Assistant Secretary of State, Manisha Singh, told a congressional hearing that Russian Federation has not yet accepted demands that it come clean about its production of the Novichok nerve agent used in the March 4 attempt to kill former double agent Sergei Skripal and his daughter in Salisbury, England.

A Foreign Office spokesman said that the two men had been identified as the prime suspects and it is clear they are GRU officers who "used a devastatingly toxic, illegal chemical weapons on the streets of our country".

In the interview with RT, Boshirov denied those claims, saying they had traveled that day to see Stonehenge, but "couldn't do it" because "the town was covered by this slush".

"Friends have been telling us for a long time we should visit this lovely city", said the broad-shouldered Petrov.

An except of the full interview was shown on RT News on Thursday morning, and an additional transcript can be seen here.

Asked why they appeared nervous, Boshirov replied that this was because of the worldwide attention they had received.

The pair said their lives were turned upside down after they were publicly named by United Kingdom police.

When the men identified as Alexander Petrov and Ruslan Boshirov visited Salisbury in March, the city was in the snowy grip of the harshest winter to hit England in years.

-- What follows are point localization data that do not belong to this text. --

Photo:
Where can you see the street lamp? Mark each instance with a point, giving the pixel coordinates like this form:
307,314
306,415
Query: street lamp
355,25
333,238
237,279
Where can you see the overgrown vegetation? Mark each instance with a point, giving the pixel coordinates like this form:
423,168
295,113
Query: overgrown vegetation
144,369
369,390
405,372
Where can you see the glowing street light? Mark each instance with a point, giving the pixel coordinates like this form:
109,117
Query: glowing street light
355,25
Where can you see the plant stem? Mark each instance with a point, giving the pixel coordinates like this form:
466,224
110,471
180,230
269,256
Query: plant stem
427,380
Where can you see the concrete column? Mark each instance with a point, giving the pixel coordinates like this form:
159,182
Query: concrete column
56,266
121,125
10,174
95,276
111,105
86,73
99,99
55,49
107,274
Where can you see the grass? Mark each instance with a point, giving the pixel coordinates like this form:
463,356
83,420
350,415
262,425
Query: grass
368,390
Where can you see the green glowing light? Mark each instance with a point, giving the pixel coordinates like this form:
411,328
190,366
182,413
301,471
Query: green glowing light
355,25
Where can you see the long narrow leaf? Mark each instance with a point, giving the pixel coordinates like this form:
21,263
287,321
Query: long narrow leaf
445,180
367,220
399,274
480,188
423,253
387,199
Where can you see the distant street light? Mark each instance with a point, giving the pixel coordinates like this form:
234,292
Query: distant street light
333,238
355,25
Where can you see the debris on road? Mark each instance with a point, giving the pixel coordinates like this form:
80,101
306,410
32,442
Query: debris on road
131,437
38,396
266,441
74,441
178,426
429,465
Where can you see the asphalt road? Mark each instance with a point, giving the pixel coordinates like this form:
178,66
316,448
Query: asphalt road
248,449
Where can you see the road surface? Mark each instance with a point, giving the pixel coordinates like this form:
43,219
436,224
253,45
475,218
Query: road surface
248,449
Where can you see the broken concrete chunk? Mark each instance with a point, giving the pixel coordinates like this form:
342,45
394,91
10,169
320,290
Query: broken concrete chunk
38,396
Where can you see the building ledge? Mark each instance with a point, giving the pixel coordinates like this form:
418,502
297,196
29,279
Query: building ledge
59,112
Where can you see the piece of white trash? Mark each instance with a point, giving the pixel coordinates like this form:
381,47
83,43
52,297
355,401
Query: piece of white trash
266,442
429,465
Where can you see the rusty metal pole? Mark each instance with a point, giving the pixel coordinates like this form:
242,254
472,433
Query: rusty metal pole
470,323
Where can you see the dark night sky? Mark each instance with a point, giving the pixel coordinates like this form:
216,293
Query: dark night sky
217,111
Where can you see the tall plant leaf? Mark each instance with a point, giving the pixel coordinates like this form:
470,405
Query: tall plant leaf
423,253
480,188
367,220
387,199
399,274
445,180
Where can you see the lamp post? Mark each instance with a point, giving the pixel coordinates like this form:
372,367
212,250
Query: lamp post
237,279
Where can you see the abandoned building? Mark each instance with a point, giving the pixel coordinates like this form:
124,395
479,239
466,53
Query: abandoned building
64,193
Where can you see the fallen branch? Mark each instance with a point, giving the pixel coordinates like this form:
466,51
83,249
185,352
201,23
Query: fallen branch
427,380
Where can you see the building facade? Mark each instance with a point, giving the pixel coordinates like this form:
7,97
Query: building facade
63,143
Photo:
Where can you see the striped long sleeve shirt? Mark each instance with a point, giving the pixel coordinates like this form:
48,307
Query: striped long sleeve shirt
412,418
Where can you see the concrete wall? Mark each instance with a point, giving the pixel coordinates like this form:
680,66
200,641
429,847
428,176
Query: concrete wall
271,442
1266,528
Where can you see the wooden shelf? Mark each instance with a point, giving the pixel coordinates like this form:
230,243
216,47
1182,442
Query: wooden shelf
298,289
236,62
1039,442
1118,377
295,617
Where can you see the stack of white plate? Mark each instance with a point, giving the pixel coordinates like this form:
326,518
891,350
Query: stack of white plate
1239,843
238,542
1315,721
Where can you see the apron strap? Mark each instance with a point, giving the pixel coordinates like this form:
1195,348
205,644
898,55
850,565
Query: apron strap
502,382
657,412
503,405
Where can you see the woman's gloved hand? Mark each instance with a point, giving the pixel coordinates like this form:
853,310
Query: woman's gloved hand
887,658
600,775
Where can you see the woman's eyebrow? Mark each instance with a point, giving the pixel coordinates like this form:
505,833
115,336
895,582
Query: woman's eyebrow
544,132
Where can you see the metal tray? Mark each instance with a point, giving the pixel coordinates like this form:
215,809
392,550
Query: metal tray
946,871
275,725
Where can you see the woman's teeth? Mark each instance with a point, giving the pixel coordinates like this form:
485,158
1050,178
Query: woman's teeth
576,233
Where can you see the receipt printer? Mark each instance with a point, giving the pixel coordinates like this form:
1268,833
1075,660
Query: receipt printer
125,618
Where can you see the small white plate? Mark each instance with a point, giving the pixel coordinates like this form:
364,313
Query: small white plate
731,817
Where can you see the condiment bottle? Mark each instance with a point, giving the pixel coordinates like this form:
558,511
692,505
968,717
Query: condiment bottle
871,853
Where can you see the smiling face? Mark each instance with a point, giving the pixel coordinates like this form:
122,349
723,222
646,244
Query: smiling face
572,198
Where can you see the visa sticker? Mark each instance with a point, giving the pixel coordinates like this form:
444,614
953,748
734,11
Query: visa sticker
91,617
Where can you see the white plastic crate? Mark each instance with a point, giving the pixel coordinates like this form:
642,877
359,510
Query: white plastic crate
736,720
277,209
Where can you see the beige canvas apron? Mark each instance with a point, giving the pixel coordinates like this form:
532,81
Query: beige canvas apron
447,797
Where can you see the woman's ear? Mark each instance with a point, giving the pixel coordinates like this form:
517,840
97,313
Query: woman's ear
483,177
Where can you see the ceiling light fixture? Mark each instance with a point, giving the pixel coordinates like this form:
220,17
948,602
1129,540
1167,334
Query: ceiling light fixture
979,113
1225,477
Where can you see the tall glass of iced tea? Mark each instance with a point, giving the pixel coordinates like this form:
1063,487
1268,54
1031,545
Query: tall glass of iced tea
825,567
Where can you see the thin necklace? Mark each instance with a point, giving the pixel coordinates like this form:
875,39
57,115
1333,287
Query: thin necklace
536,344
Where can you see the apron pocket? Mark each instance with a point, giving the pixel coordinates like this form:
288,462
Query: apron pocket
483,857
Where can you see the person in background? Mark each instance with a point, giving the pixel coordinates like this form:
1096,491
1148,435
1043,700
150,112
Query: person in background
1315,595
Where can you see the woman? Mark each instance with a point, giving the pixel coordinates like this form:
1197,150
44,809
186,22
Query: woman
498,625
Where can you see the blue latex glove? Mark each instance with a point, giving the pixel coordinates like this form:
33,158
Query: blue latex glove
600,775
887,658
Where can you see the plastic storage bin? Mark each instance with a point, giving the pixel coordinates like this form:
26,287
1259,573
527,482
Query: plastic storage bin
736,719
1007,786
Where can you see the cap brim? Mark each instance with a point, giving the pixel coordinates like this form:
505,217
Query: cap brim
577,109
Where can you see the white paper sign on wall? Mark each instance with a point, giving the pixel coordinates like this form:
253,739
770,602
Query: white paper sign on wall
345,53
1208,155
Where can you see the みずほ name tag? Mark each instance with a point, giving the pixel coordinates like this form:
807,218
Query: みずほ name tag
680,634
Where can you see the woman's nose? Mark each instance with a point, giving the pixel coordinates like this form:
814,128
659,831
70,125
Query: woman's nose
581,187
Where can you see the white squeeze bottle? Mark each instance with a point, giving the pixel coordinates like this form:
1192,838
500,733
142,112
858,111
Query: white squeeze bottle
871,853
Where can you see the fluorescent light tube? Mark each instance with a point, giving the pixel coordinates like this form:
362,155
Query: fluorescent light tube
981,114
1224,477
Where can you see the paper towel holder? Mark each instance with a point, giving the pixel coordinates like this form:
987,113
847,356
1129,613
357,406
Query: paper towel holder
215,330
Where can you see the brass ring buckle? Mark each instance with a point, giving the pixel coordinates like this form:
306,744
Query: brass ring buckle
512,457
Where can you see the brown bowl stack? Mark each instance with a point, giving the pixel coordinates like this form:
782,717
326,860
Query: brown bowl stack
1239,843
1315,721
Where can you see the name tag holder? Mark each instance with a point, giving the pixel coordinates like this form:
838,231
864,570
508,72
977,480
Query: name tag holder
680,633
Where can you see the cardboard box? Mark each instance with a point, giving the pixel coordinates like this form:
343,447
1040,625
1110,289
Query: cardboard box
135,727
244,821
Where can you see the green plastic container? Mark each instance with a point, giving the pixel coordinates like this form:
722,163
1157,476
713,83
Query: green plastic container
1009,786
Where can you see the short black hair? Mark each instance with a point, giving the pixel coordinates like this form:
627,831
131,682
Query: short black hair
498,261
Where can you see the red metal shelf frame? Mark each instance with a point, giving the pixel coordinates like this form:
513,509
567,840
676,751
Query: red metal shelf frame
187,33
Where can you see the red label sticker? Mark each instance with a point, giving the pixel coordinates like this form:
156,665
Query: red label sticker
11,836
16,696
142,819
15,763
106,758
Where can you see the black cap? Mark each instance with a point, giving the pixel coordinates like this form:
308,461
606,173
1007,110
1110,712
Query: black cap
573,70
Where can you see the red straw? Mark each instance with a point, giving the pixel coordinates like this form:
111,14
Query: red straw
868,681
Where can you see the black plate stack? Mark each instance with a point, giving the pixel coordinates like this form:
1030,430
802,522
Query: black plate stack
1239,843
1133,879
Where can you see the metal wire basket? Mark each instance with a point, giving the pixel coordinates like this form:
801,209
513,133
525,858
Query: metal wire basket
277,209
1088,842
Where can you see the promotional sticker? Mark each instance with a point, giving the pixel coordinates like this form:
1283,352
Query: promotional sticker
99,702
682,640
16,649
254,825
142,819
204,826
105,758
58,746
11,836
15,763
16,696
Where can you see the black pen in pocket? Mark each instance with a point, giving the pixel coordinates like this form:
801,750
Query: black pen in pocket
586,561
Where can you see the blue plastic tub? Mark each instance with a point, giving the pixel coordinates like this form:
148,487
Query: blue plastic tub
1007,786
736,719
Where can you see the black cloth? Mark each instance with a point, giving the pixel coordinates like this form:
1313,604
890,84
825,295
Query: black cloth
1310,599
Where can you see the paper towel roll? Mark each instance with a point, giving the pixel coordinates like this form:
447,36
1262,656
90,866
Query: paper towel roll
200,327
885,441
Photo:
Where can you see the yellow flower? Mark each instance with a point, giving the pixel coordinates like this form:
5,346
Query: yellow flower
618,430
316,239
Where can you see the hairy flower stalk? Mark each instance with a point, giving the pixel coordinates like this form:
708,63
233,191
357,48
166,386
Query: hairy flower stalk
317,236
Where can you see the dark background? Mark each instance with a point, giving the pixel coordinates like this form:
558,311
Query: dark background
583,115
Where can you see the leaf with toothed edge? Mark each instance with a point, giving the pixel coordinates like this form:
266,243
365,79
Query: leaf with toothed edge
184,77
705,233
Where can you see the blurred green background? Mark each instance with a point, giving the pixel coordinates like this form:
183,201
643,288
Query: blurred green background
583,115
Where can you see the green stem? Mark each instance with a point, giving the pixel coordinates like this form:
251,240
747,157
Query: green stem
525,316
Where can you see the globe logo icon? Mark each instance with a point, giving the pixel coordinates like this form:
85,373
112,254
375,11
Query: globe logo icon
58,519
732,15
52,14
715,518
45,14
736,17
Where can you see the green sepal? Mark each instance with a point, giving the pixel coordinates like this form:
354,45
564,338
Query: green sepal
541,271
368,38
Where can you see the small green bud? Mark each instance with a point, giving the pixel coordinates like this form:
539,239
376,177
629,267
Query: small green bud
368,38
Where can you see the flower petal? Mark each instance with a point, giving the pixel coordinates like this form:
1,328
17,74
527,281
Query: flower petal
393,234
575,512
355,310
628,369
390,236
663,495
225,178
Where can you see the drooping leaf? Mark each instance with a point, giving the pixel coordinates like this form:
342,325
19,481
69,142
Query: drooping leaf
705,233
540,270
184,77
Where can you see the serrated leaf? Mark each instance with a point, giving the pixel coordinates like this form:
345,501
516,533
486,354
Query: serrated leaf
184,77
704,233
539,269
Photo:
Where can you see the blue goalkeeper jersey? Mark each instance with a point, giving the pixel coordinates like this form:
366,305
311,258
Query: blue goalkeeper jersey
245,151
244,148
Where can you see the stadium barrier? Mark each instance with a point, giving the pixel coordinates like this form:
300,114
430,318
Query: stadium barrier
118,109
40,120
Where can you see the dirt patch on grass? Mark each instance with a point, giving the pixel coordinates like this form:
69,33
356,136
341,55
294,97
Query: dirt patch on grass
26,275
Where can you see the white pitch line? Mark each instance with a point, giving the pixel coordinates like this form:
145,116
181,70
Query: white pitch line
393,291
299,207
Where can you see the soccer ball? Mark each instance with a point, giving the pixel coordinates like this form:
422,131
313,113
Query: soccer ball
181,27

Boshirov added that the two wanted to see the "famous" cathedral's 132-meter spire and clock. RT said they refused to show their passports or give details on exactly what they do or where they work. While they may have passed the former agent Sergey Skripal's home, "we don't know where it's located", Boshirov said. He expressed hope they would come forward and speak publicly.

Simonyan said during the interview that the two men called her cellphone, asking to tell their story.

After the interview aired, the British government dismissed it as "obfuscation and lies", while the MP for Salisbury said the men's account was "not credible". British intelligence services say the names are likely aliases, used for a mission in which they failed to kill Skripal.

"We have repeatedly asked Russian Federation to account for what happened in Salisbury in March", he added.

Margarita Simonyan, editor in chief of state-owned Russian news network RT, rejected the evidence compiled by the British intelligence services which implicates so-called Alexander Petrov and Ruslan Boshirov in the poisoning of former Russian intelligence officer Sergei Skripal and his daughter Yulia in March 2018.

"A tourist town", Boshirov said. They denied that they carried a bottle of women's perfume where British authorities found traces of Novichok. It accused them of being agents of Russia's military intelligence agency, the GRU. "Don't you think it's silly for straight men to have women's perfume with them?"

Wearing sweaters and appearing uncomfortable with the questioning, the two men claimed that they travelled as tourists to Salisbury and explained that they made two trips to Salisbury after bad weather hampered their first day trip.